2. Honorer son maître : c'est au maître que le disciple doit de pouvoir développer les qualités de la pratique. Sans lui, rien n'est possible dans le Vajrayàna. En conséquence, le disciple doit s'efforcer de l'honorer par le corps (le service rendu au maître), la parole (ne pas médire du maître mais toujours en parler avec respect) et l'esprit (ne pas se fâcher contre le maître, entretenir des vues pures à son égard). Cela vaut pour tous les maîtres dont l'étudiant reçoit des instructions du Vajrayâna à divers degrés, mais importe encore plus pour le maître-racine ou principal (sic. mùlaguru, TIB. rtsa-ba'i bla-ma).

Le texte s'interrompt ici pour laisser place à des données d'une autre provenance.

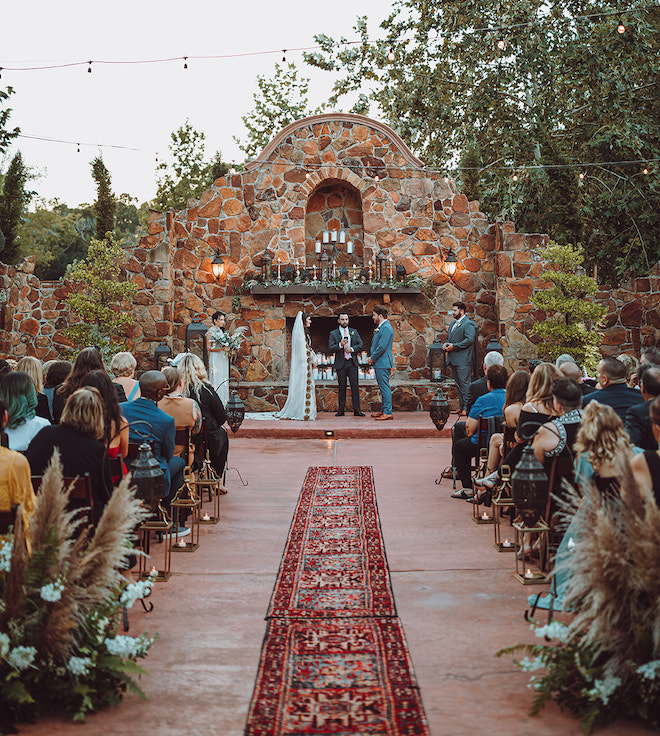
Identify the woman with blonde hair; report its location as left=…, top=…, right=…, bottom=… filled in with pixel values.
left=16, top=355, right=53, bottom=422
left=176, top=353, right=229, bottom=478
left=25, top=386, right=112, bottom=522
left=110, top=352, right=140, bottom=401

3. Utiliser sans cesse mantra et mudrà : c'est le maintien quotidien de la récitation du mantra et de la visualisation de soi-même comme la déité. Le principe de ce vœu est le maintien d'une pratique régulière.
p.477
4. Être bienveillant à l'égard de ceux qui sont engagés sur la voie authentique : ce vœu concerne tous ceux qui suivent le Mahàyàna ou le Vajrayâna, et plus spécialement les frères et sœurs de vajra (TIB. rdo-rje spun-grogs) qui suivent le même maître de vajra. Ils sont engagés les uns envers les autres dans un lien d'amitié et de soutien spirituel jusqu'à l'Éveil. Quelle que soit la nature de leurs relations mondaines (amis, amants, mari et femme, etc.), ils ne doivent jamais abandonner l'amour et la bienveillance entre eux.

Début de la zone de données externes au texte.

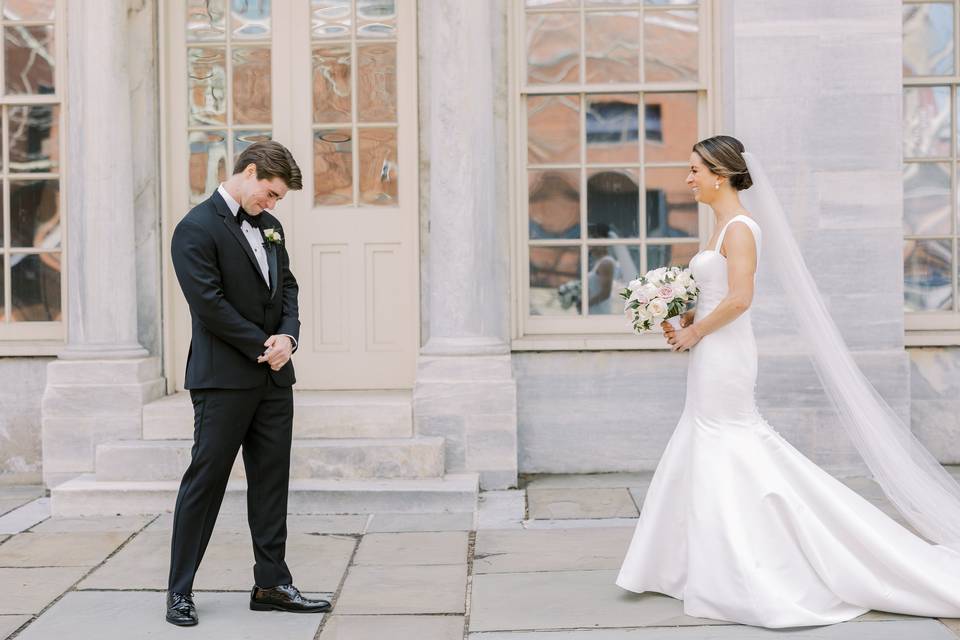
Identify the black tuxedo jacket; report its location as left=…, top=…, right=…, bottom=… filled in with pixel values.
left=171, top=191, right=300, bottom=389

5. Ne pas divulguer les secrets : un pratiquant du Vajrayâna ne doit jamais révéler les méthodes secrètes du tantra à des non-initiés, pour éviter toute interprétation erronée de leur part. Il s'agit essentiellement de ne pas parler de la Vue des tantra, de ne pas parler des détails de sa pratique personnelle, de ne pas faire montre de ses accomplissements, de ne pas se conduire de manière spéciale ou excentrique.

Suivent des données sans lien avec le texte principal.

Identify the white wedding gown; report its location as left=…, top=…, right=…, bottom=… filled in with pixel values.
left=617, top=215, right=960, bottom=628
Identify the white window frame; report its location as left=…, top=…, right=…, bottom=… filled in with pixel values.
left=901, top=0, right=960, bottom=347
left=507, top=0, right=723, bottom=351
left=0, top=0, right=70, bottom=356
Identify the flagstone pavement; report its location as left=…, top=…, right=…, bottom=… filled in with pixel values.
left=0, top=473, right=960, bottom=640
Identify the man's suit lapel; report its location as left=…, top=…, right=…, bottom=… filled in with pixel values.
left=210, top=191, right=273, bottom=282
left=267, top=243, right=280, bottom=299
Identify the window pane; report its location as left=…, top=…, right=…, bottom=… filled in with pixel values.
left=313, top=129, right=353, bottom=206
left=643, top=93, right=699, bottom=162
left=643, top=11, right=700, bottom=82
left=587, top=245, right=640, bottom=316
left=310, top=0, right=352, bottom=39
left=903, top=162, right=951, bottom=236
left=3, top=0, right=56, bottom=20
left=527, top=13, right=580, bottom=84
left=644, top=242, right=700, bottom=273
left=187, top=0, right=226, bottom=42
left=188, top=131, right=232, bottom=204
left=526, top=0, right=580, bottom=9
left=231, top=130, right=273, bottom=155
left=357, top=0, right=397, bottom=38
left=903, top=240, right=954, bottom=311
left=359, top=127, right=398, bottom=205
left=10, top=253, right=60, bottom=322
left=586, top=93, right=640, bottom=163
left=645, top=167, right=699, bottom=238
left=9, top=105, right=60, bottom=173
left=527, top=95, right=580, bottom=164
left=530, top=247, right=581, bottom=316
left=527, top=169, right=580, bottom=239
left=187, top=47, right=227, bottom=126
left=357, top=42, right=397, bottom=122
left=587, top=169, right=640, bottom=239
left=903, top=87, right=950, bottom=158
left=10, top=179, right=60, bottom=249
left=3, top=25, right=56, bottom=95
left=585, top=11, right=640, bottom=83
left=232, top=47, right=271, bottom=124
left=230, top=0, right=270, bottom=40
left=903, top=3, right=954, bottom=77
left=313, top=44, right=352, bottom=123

II. Les samaya secondaires. Cinq concernent les cinq poisons à ne pas abandonner mais à utiliser habilement sur la voie pour développer les cinq sagesses, et les cinq autres concernent les "cinq nectars" à ne pas abandonner. Autrement dit, il s'agit de dépasser la vue du pur et de l'impur dans la pratique. A cela, on peut ajouter les fautes qui endommagent (TIB. nyams-pa'i skyon) les samaya, comme l'inattention dans la pratique, ne pas faire d'offrandes aux dates prévues, la paresse, la distraction, l'avarice dans les offrandes, manger la première part d'offrande destinée au mandala, l'insouciance et la grossièreté de comportement.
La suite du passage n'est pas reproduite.